In particolare per quanto riguarda il miele di castagno, il Piemonte è una delle regioni italiane dove si possono ottenere le più significative produzioni. La pianta è infatti diffusa in quasi tutta Italia, ma la fascia pedemontana piemontese è attualmente la principale zona di coltivazione di castagno da frutto. La specie è inoltre presente nella zona appenninica alessandrina ed in alcune fasce collinari del Roero e delle colline astigiane. Il miele che si può ottenere presenta una variabilità importante dovuta sia al luogo di produzione, ma soprattutto dalla presenza di altre fioriture in concomitanza. Negli ultimi anni si riscontra sempre più spesso la produzione di mieli che sono caratterizzati dalla presenza di castagno, ma nei quali è possibile individuare la compresenza importante di nettari diversi, al punto che sono sempre più rari mieli di castagno che possono essere considerati in purezza all'esame organolettico.
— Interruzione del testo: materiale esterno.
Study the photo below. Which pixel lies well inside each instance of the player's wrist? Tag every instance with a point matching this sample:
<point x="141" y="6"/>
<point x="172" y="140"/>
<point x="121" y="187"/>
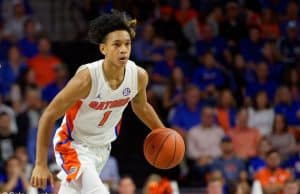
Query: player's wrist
<point x="41" y="164"/>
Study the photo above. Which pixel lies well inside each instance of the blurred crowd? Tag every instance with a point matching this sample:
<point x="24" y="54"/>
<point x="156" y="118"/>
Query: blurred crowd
<point x="224" y="74"/>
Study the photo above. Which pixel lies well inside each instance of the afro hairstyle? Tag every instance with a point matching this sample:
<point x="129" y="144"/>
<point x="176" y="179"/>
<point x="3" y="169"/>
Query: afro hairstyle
<point x="104" y="24"/>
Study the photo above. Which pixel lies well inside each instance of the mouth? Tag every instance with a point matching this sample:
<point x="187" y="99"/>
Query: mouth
<point x="123" y="59"/>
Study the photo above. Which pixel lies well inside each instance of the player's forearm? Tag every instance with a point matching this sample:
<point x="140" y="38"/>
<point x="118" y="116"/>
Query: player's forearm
<point x="8" y="187"/>
<point x="45" y="127"/>
<point x="148" y="115"/>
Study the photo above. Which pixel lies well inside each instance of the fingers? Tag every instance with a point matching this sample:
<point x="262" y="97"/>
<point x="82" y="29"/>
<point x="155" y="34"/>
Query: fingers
<point x="51" y="180"/>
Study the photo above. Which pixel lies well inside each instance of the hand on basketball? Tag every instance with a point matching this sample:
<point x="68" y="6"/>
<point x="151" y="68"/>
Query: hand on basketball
<point x="39" y="177"/>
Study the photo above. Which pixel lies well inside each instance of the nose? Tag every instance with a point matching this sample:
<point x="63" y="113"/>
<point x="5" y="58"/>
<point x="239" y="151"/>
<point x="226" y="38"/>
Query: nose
<point x="123" y="49"/>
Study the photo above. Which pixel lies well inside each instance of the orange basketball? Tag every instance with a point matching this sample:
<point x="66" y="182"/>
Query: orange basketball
<point x="164" y="148"/>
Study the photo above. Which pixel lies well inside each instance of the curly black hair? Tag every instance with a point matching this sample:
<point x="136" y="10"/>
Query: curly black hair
<point x="106" y="23"/>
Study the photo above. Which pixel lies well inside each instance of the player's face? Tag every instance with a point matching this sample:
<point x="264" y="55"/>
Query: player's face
<point x="117" y="47"/>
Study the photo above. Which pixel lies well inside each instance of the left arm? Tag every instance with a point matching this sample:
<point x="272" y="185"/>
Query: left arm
<point x="140" y="106"/>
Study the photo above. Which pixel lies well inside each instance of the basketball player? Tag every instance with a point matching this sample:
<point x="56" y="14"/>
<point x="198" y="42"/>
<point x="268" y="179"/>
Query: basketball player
<point x="93" y="102"/>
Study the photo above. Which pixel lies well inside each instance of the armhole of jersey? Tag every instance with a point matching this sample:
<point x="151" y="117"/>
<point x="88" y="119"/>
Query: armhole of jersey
<point x="136" y="80"/>
<point x="92" y="90"/>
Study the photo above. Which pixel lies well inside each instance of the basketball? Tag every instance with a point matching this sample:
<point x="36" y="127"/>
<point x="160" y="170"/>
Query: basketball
<point x="164" y="148"/>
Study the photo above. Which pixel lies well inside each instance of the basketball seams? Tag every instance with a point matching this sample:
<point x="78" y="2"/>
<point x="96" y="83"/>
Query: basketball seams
<point x="161" y="146"/>
<point x="171" y="161"/>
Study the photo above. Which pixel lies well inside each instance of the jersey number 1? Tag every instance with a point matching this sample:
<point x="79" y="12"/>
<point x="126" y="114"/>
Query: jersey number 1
<point x="104" y="118"/>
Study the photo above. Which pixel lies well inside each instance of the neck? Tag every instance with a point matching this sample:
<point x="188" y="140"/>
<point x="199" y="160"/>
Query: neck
<point x="227" y="155"/>
<point x="111" y="72"/>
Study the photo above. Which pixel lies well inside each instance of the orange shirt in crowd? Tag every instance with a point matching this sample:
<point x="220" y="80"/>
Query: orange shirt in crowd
<point x="223" y="119"/>
<point x="266" y="177"/>
<point x="245" y="141"/>
<point x="43" y="67"/>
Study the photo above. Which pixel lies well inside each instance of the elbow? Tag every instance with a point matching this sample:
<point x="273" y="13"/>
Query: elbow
<point x="49" y="116"/>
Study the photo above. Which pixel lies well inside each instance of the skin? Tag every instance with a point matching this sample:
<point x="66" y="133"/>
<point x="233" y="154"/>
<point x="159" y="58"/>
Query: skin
<point x="116" y="48"/>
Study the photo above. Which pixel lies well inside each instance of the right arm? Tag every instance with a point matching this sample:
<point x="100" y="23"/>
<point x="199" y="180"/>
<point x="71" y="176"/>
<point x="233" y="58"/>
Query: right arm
<point x="77" y="88"/>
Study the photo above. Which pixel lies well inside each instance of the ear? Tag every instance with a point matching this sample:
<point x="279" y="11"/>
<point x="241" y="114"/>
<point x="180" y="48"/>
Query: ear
<point x="102" y="48"/>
Il nettare di castagno, infatti, spesso risulta per le api meno attrattivo di altre fioriture concomitanti quali tiglio o rovo, fiori di sottobosco, melate. Dal punto di vista commerciale vengono comunque riconosciuti quali monoflora di castagno tutti quei mieli dove la presenza del castagno è rilevabile all'olfatto e quindi al gusto con la sensazione di amaro a fine bocca che è considerata caratteristica.
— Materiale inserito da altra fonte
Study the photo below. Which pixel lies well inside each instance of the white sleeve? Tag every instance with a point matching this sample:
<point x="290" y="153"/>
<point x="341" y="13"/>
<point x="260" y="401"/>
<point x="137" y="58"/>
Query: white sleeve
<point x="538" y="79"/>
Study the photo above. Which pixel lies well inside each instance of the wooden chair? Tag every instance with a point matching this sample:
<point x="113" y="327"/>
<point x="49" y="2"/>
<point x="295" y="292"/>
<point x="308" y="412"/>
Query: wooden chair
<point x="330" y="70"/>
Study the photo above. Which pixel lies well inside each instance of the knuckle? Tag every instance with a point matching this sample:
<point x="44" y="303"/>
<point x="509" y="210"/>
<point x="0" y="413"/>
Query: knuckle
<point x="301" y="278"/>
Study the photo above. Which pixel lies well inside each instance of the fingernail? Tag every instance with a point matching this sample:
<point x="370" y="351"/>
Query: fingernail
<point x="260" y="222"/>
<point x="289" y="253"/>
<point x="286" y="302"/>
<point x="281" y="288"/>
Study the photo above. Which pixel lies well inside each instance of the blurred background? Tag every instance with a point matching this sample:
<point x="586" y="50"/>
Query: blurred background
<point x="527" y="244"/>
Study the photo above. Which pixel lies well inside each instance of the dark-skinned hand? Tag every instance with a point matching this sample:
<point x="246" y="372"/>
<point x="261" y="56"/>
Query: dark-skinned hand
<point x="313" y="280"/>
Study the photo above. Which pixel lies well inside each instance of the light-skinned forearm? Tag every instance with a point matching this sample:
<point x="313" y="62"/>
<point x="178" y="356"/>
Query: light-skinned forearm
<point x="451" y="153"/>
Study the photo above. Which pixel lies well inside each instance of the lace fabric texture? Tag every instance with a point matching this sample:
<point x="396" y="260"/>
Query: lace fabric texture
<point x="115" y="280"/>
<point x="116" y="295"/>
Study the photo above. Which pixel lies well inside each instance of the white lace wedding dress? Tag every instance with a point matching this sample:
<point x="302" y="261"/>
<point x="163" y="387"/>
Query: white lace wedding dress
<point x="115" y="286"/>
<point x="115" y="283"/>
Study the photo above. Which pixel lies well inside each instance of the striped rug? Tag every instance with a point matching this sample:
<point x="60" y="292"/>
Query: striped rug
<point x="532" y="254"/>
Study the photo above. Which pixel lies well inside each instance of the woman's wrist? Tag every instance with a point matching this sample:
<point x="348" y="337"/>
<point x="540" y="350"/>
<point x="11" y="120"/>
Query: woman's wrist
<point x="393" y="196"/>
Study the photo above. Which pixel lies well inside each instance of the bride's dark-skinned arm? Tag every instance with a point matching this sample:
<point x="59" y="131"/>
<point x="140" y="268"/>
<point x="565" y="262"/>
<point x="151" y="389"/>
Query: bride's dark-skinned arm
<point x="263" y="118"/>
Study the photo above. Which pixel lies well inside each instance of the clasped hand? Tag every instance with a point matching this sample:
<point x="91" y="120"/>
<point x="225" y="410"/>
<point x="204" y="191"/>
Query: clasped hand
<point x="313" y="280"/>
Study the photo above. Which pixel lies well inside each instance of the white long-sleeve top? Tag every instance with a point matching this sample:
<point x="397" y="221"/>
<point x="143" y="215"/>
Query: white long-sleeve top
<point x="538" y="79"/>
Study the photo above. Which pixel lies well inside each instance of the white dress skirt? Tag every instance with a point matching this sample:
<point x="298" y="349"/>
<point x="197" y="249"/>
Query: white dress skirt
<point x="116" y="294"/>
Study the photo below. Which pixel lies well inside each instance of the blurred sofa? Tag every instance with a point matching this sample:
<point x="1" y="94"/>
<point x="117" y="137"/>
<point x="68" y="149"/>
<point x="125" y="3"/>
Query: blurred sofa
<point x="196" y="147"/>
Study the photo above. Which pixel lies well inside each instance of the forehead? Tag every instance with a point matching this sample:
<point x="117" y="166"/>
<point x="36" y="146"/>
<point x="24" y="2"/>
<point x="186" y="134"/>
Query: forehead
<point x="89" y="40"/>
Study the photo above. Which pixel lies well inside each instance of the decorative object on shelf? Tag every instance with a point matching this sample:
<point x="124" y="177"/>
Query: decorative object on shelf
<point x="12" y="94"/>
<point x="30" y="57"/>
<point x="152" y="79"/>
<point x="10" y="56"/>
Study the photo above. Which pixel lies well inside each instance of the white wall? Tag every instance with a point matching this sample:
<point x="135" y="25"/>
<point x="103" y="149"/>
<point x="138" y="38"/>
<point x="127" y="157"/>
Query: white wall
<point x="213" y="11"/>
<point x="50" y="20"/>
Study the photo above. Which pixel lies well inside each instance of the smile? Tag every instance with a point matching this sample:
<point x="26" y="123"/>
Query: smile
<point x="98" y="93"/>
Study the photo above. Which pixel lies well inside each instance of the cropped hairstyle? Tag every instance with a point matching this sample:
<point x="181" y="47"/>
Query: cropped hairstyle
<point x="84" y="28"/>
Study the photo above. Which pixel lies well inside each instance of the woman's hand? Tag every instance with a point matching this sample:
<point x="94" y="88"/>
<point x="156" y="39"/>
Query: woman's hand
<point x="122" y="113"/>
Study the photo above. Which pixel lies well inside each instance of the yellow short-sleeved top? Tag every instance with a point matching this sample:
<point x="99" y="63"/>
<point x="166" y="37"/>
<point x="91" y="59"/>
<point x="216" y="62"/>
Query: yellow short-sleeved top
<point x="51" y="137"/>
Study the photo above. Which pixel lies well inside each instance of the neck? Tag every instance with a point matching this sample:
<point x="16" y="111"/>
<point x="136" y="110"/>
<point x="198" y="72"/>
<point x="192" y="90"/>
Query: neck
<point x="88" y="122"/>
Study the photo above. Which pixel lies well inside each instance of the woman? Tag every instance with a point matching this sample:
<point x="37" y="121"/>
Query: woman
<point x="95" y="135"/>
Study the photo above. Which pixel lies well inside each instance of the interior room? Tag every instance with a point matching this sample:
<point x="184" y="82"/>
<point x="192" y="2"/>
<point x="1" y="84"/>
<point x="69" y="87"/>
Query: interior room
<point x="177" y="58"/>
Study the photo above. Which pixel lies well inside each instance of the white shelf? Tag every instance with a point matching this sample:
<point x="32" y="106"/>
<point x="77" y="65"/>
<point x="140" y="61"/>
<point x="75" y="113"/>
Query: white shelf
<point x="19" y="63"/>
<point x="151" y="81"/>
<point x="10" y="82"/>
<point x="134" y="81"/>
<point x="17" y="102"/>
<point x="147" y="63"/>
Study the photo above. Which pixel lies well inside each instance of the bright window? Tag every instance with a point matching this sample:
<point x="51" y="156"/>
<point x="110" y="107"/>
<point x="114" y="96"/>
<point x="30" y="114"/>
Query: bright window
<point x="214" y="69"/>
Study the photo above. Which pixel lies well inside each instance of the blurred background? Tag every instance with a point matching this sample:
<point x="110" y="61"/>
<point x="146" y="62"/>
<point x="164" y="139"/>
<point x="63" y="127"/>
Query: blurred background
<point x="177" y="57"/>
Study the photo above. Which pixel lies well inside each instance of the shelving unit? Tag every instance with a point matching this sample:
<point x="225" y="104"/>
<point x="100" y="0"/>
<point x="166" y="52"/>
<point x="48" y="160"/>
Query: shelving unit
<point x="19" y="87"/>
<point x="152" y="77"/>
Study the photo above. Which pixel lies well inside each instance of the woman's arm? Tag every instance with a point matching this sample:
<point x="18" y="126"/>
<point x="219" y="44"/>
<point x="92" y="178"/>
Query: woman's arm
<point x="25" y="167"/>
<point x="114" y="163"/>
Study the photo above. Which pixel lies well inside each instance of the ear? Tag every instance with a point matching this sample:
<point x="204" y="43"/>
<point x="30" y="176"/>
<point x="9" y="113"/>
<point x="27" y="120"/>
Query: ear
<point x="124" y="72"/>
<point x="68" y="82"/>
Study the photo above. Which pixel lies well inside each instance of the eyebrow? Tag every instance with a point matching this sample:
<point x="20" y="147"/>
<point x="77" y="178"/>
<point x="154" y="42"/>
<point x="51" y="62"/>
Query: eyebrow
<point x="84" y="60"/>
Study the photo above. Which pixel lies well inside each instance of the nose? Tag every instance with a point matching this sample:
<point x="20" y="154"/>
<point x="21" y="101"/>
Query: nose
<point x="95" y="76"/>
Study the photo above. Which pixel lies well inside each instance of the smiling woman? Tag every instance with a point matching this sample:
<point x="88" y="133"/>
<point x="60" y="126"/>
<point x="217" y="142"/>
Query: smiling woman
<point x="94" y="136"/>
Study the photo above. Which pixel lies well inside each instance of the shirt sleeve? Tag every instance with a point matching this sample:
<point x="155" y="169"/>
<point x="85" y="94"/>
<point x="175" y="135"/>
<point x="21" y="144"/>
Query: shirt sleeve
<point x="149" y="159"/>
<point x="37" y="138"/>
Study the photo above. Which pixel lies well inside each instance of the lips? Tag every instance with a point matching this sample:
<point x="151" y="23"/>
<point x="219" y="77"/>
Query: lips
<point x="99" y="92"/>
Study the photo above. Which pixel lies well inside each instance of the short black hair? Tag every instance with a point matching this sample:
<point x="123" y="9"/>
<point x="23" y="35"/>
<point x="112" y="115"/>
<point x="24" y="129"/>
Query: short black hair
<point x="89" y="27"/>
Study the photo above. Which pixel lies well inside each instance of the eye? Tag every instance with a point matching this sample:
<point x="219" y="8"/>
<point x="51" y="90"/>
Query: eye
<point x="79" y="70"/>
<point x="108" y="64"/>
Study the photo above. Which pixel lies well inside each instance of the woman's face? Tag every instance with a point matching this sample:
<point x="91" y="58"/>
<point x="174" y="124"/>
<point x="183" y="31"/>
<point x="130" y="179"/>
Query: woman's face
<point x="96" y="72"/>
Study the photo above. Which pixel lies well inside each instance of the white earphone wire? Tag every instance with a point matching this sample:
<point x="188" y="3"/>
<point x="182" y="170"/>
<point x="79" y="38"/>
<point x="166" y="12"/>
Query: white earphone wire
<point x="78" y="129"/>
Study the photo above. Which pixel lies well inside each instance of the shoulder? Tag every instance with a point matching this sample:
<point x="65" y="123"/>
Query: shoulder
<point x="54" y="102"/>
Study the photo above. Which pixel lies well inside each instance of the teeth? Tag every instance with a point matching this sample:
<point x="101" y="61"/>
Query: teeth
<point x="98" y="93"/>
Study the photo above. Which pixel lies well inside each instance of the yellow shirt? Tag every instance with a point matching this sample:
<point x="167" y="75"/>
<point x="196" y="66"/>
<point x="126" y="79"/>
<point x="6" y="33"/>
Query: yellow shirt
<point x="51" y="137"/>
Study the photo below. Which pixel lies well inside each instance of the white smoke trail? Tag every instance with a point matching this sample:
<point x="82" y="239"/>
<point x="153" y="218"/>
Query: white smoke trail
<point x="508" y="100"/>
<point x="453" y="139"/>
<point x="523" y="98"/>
Anche per il miele di castagno la provincia di Novara presenta spesso i campioni più rappresentativi (mieli decisamente amari) e contende alla provincia di Cuneo la palma delle migliori produzioni. Nel torinese e vercellese la presenza diffusa di tiglio non permette generalmente produzioni in purezza così come si considerano in genere meno puri i mieli delle zone collinari od appenniniche. In realtà il luogo di produzione è solo una delle variabili perché sia la compresenza di melata che l'andamento climatico diverso possono influenzare produzioni più o meno in purezza permettendo talvolta d'ottenere mieli pregevolissimi anche in zone meno vocate e viceversa.
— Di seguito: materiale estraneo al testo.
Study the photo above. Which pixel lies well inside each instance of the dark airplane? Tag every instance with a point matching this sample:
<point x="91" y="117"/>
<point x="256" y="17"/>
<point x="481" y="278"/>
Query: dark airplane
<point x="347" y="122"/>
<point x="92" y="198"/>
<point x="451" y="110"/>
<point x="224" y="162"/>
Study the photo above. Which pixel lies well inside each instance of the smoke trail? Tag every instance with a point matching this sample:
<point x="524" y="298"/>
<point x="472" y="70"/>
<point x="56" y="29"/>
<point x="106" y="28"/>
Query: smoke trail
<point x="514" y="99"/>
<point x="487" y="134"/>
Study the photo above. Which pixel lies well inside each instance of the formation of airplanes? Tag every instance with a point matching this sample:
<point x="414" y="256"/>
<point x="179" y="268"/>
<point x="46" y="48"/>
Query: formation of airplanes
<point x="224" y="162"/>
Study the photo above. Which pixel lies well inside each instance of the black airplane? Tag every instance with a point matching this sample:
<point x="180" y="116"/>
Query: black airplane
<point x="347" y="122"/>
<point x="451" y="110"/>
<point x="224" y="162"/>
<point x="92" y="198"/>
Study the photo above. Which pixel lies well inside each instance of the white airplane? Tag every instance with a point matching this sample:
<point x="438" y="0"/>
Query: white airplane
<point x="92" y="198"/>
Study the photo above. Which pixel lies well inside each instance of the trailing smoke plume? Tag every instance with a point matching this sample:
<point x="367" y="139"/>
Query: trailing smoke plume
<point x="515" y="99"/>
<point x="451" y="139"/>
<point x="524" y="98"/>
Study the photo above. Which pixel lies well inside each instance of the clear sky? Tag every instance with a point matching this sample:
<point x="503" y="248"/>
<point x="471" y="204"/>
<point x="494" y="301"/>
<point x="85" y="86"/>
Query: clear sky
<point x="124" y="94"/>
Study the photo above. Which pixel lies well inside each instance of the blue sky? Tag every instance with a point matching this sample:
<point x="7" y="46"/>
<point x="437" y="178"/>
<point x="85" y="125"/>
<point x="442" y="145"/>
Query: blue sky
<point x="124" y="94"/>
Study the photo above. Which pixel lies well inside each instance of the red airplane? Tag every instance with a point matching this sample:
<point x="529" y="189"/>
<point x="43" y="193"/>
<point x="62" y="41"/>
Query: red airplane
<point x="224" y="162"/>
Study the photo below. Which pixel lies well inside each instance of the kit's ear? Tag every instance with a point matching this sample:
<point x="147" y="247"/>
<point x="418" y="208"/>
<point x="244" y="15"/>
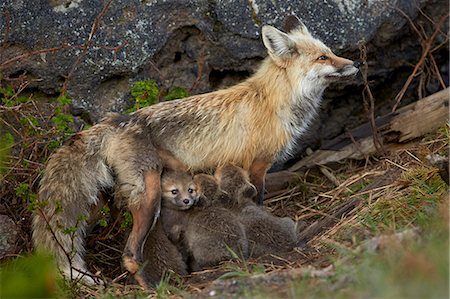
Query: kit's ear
<point x="293" y="23"/>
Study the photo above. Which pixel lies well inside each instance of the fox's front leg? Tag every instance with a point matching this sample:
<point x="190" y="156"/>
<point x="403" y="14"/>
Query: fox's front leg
<point x="257" y="171"/>
<point x="145" y="213"/>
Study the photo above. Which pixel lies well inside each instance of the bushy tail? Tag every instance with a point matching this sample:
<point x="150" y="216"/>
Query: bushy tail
<point x="70" y="185"/>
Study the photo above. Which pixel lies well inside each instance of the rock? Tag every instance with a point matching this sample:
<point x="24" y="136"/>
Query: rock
<point x="8" y="236"/>
<point x="99" y="48"/>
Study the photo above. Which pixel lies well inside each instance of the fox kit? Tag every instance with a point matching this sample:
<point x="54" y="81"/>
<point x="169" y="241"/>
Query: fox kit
<point x="265" y="232"/>
<point x="251" y="125"/>
<point x="204" y="232"/>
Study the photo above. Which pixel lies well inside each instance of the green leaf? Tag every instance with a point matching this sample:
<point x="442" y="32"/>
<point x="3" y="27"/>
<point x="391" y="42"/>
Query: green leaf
<point x="176" y="93"/>
<point x="6" y="144"/>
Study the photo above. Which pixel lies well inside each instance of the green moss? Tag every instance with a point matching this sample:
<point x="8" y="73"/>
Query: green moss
<point x="145" y="93"/>
<point x="6" y="145"/>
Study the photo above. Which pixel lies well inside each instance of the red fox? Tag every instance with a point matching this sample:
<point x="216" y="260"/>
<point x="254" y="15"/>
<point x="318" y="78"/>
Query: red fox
<point x="251" y="125"/>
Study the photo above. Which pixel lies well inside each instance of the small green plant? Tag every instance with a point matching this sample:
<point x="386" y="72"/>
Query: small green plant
<point x="146" y="93"/>
<point x="6" y="145"/>
<point x="170" y="284"/>
<point x="176" y="92"/>
<point x="104" y="211"/>
<point x="33" y="276"/>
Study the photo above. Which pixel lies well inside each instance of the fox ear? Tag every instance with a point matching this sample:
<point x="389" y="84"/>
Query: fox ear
<point x="293" y="23"/>
<point x="278" y="43"/>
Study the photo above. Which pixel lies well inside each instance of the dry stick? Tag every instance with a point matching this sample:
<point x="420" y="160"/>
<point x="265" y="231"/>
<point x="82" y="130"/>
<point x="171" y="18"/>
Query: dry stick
<point x="326" y="222"/>
<point x="52" y="232"/>
<point x="425" y="53"/>
<point x="33" y="53"/>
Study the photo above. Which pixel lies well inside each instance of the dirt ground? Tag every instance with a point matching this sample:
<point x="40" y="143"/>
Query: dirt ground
<point x="392" y="197"/>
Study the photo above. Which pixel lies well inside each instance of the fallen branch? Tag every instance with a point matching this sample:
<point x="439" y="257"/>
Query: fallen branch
<point x="409" y="122"/>
<point x="328" y="221"/>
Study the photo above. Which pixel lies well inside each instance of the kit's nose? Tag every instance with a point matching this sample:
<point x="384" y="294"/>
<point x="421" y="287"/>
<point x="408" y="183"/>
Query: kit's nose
<point x="357" y="64"/>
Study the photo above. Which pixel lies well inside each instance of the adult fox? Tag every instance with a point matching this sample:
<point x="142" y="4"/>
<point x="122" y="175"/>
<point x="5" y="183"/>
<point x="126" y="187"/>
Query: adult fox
<point x="250" y="125"/>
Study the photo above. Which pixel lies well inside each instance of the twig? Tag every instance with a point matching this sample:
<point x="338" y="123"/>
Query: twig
<point x="369" y="101"/>
<point x="425" y="52"/>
Le produzioni miste, anche se possono essere considerate meno pregevoli dal punto di vista della purezza monofloreale, rappresentano, però, mieli molto interessanti ed apprezzate dal consumatore perché il sapore deciso del castagno, seppur presente, è attenuato (più fresco se presente il tiglio, più dolce e delicato quando vi è il rovo o la fioritura del prato, più dolce e pieno con maggior contrasto dolce-amaro se è presente melata).

Cos'è il miele?

Il miele è una soluzione zuccherina molto dolce, prodotta dalle api per nutrire le loro larve e per avere una riserva di cibo durante la stagione invernale. Le api operaie prima prelevano il nettare dei fiori e poi lo trasformano in miele dentro una sacca speciale che si trova nel loro apparato digerente. Il miele viene poi conservato in favi all’interno dell’alveare. Il miele d’api è composto di fruttosio, glucosio, acqua, enzimi e oli essenziali; è un alimento molto nutriente (100 grammi forniscono 330 calorie) e mentre il glucosio fornisce energia immediata, il fruttosio va a costituire una riserva energetica. Il colore e il gusto dipendono sia dalla fonte da cui è stato estratto il nettare che quanto tempo il miele risulta essere prodotto; in genere quello di colore chiaro è più pregiato di quello scuro. La cristallizzazione è un processo naturale che dipende dalla composizione e dalla temperatura. Prima di essere messo in commercio, il miele viene riscaldato a 66°C per sciogliere eventuali cristalli, quindi versato in contenitori sigillati per limitare il più possibile la cristallizzazione.